My brain knows that my little desk upstairs is where I work. It knows that when I step away from this desk, I’m not working. It helps me to switch off after a day of working because my work is left at that desk (literally!) I know not everybody has space in their home for a dedicated working area but believe me, it really helps. And there are so many companies that make smaller desks or something that can achieve a similar use.

6. Eat properly and drink plenty of water
I find when I’m at home I drink less than when I’m actually in the office. God knows why, maybe it’s because it gives me an excuse to move from my desk and stretch my legs in the office.
It is SO important to make sure you drink enough during the day anyway, but especially when you’re working. I have one of the plastic refillable water bottles from Tiger that I bring up with me everyday and make sure I refill it at least 3 times as well as drinking my coffees and fruit tea.
Foodwise – it’s a luxury being at home. It means I can having a more filling breakfast to keep me going (usually poached or coconut oil fried eggs with crumpets or rye bread with a bit of spinach sprinkled with chilli flakes) and then a lighter lunch (either soup or a juice/smoothie and some nuts). It is very tempting to reach for the unhealthy snacks so I’ve had to cut down on buying them BUT, I must admit, having the bigger breakfasts stops me feeling the need to snack throughout the day.
7. Communicate. Have a break.
It can get very lonely being at home all week, especially if you’re used to being in an office with people to chat to when you need a break. I make sure each day I give my dad a call (which usually ends up being a couple of times) as well as ringing one of my friends at office. I also make sure I catch up with people via whatsapp/on the phone as a break away from work.
Once a week, I nip out with my Macbook to one of the local coffee shops for a couple of hours to have a drink, be in a sociable environment and get work done there. It’s amazing how this couple of hours in your week can keep your motivation levels up.

8. No distractionsThis might sound obvious but it is really important to not be tempted by the distractions of being at home. “Oh there’s some washing to do” or “I can just clean the bathroom quickly”. If you spend time doing these odd jobs throughout the day, it can take up more of your time than you realise!
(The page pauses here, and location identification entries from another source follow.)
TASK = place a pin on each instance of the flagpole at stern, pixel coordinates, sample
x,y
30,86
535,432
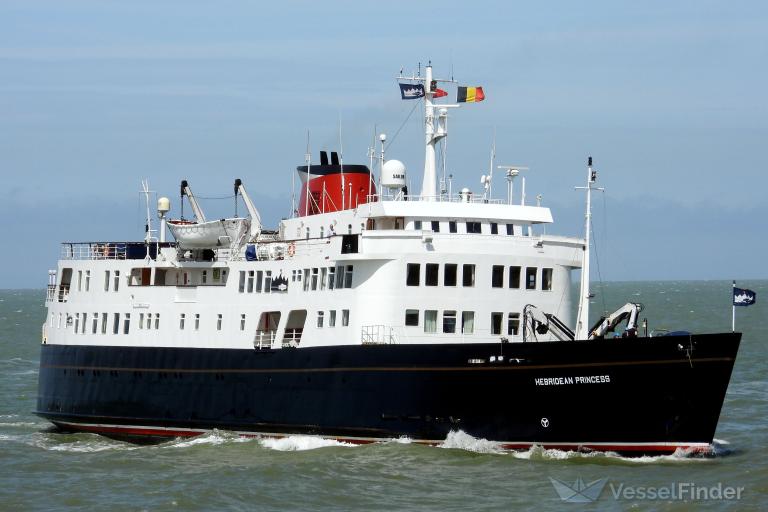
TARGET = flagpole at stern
x,y
733,309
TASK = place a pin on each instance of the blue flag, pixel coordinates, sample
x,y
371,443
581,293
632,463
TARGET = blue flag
x,y
411,91
743,297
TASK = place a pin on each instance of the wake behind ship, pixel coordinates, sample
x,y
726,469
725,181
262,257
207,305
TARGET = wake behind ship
x,y
369,314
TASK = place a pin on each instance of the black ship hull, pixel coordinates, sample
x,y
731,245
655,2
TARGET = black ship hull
x,y
639,395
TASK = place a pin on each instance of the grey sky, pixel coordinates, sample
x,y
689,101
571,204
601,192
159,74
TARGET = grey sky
x,y
669,97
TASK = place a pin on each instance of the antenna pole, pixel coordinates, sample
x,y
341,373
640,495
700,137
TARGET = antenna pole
x,y
582,318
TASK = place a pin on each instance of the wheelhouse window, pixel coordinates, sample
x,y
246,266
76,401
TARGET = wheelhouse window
x,y
514,277
473,227
497,276
513,324
546,279
449,322
467,322
430,320
496,319
530,278
413,274
468,275
432,272
450,271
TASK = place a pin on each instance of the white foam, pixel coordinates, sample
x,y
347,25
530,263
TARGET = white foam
x,y
462,441
214,437
300,443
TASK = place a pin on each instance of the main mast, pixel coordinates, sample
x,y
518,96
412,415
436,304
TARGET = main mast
x,y
432,133
582,318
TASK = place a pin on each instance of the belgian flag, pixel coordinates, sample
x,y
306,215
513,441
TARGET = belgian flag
x,y
470,94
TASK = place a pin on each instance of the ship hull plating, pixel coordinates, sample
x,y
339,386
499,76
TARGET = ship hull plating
x,y
637,395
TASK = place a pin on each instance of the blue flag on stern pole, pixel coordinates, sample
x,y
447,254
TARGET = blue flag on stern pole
x,y
411,91
743,297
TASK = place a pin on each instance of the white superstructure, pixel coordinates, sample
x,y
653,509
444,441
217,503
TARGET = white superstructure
x,y
427,268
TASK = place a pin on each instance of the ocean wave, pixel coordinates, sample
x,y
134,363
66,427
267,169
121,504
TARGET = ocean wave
x,y
462,441
300,443
214,438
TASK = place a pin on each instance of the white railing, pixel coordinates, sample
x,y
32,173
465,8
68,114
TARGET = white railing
x,y
292,337
445,198
378,335
264,339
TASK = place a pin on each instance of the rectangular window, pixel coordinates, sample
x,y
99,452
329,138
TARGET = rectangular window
x,y
348,276
468,275
449,322
430,320
315,275
530,278
497,276
450,271
514,277
412,317
513,324
467,322
413,276
546,279
496,319
431,274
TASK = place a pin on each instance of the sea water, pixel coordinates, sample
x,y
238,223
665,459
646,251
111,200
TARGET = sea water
x,y
44,470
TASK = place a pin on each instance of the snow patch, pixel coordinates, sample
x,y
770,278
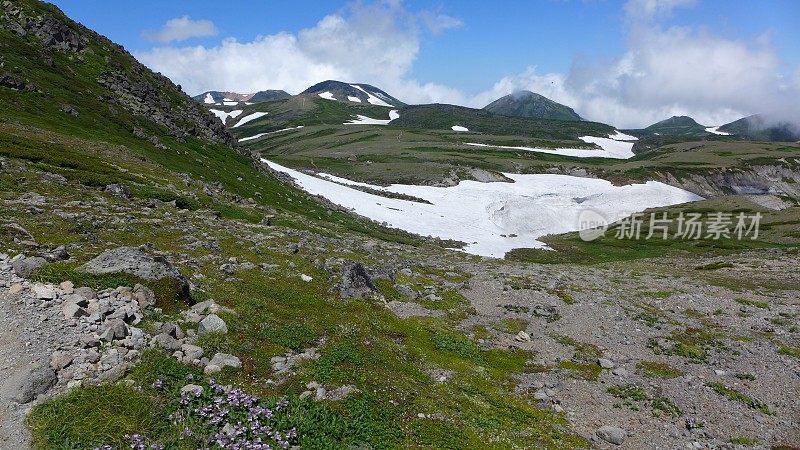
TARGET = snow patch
x,y
260,135
371,98
610,148
249,118
223,115
364,120
501,216
619,136
715,130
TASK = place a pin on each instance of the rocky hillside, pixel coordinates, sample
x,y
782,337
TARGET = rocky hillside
x,y
220,98
760,128
530,104
354,93
676,125
51,62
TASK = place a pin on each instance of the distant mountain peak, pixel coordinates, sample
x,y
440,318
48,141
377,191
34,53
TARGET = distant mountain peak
x,y
531,104
223,97
353,93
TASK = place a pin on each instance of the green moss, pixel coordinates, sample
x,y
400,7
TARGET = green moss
x,y
653,369
789,350
754,303
734,395
91,416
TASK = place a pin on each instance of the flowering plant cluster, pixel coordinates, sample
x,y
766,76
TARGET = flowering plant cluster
x,y
216,417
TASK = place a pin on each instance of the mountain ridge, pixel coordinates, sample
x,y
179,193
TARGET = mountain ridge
x,y
531,104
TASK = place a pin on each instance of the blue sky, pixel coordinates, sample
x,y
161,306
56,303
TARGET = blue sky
x,y
480,44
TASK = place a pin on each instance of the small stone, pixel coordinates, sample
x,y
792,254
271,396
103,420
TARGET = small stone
x,y
605,363
166,342
60,360
223,360
73,310
25,386
212,324
192,352
614,435
211,369
522,337
44,292
191,389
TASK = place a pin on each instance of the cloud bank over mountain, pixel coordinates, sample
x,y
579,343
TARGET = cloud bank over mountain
x,y
664,71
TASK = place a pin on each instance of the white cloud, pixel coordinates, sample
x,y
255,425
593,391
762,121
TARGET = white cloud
x,y
181,29
371,43
666,72
663,72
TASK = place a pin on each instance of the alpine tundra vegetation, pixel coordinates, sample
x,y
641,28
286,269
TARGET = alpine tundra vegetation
x,y
269,265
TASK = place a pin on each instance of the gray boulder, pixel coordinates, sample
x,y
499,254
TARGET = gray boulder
x,y
614,435
212,324
118,190
166,342
25,386
136,261
25,267
223,360
356,282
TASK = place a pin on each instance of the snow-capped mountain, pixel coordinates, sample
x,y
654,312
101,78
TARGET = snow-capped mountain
x,y
220,98
354,93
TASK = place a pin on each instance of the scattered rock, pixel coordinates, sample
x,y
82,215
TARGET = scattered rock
x,y
356,282
25,267
30,383
522,337
605,363
212,324
614,435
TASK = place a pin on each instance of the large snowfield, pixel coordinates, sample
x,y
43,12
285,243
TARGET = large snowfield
x,y
493,218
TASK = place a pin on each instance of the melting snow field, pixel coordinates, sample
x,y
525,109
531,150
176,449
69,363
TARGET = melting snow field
x,y
259,135
223,115
364,120
249,118
715,130
371,98
611,148
493,218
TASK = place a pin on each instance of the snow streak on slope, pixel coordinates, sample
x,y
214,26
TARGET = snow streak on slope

To avoid household distractions, I write a house to do list and spend no more than half an hour each day ticking a job or two off – if I can assign the jobs to specific days then I will.
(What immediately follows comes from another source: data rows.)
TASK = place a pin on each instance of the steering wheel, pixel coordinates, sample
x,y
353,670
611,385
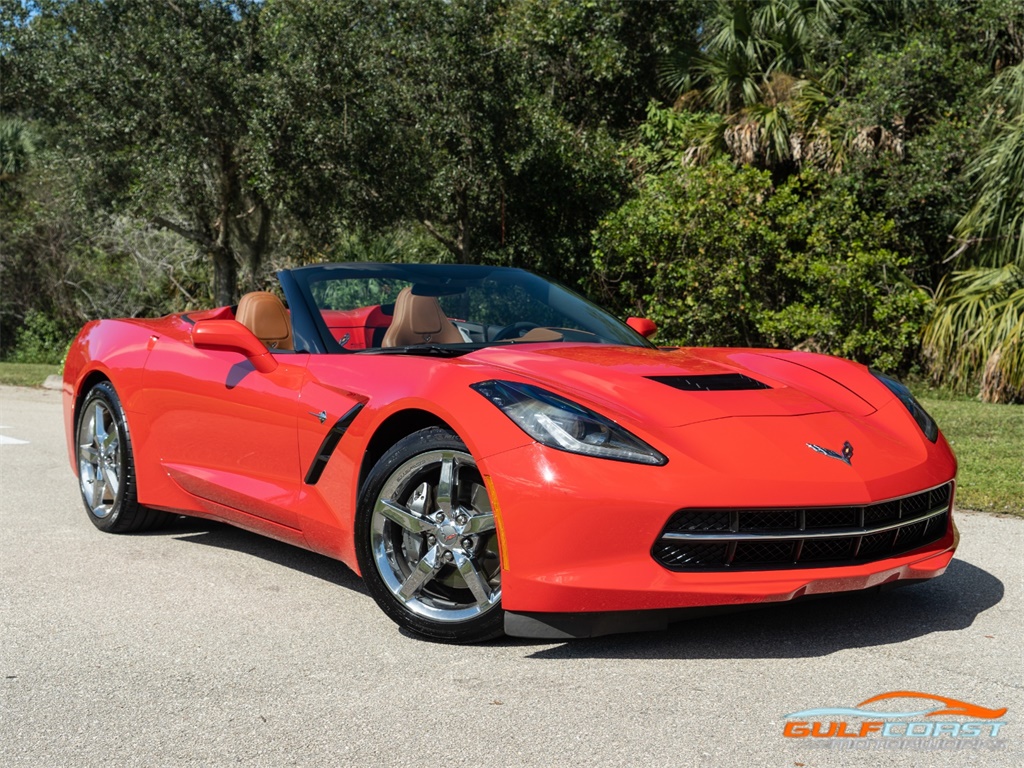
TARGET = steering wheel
x,y
514,331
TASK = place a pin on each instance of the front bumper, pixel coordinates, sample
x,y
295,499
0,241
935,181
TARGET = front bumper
x,y
578,534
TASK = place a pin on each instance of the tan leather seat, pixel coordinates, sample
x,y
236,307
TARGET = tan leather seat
x,y
419,320
264,314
I have to have my phone with me all the time as it’s my work phone BUT I try and avoid using it as much as possible for whatsapp/social media whilst I’m working. As we all know, five minutes can easily turn into an hour of browsing Instagram.
I try to have some music on in the background rather than something on Netflix but will occasionally put something on but it has to be something that doesn’t require a lot of focus. Putting on an episode of Luke Cage or Planet Earth is a no go as I just want to watch every minute. Putting something on like One Tree Hill, Gossip Girl etc means I’m not overly distracted! On the other end of the scale, working in total silence makes me distracted. I need a little bit of noise!
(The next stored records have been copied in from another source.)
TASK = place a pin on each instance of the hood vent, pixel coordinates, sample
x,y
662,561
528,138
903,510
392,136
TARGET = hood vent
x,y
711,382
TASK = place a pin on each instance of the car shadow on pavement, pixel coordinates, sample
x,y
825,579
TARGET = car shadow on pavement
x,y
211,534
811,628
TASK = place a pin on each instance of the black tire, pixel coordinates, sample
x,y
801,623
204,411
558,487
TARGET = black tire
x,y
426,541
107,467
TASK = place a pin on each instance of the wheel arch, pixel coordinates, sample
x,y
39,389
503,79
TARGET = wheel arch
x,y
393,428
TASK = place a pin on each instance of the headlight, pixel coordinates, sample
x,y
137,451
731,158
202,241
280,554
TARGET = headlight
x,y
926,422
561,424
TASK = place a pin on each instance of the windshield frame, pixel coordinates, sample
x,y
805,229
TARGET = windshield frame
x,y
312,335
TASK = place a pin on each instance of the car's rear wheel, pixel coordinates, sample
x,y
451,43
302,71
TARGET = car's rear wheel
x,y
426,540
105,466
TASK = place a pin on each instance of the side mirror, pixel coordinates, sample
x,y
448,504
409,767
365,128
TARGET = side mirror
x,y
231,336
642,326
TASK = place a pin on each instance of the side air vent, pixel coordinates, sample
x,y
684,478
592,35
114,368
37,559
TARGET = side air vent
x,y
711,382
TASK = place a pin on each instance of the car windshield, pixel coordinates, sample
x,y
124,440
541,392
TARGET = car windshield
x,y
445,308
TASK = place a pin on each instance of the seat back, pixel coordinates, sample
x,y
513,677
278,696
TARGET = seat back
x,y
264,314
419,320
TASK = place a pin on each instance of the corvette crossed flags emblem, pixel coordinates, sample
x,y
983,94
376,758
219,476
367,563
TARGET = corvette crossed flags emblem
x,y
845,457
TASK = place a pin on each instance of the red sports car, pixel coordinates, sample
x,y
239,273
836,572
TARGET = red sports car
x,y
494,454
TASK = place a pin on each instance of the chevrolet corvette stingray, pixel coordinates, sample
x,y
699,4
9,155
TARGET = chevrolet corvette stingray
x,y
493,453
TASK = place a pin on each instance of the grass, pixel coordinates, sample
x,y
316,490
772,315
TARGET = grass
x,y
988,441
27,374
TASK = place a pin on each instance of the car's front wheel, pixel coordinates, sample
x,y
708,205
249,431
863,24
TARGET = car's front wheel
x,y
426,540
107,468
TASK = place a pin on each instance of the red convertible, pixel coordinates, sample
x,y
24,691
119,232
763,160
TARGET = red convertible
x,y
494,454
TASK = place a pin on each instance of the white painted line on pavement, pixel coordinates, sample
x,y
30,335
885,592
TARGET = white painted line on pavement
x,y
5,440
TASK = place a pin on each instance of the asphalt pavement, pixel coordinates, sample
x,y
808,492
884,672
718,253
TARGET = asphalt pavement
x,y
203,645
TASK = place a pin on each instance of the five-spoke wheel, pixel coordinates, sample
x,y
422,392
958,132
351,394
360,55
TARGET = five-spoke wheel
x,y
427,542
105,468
These are just a few things that help me stay on track. I can't say they work 100% of the time, but just like those working from an office day in day out, you don't always stay 100% focused. Work isn't always fun but it's a necessity (and luckily, I thoroughly enjoy my job so it makes it a tad easier) so staying motivated and upbeat is important.

Do you have any working from home tips for me? I'd love to know!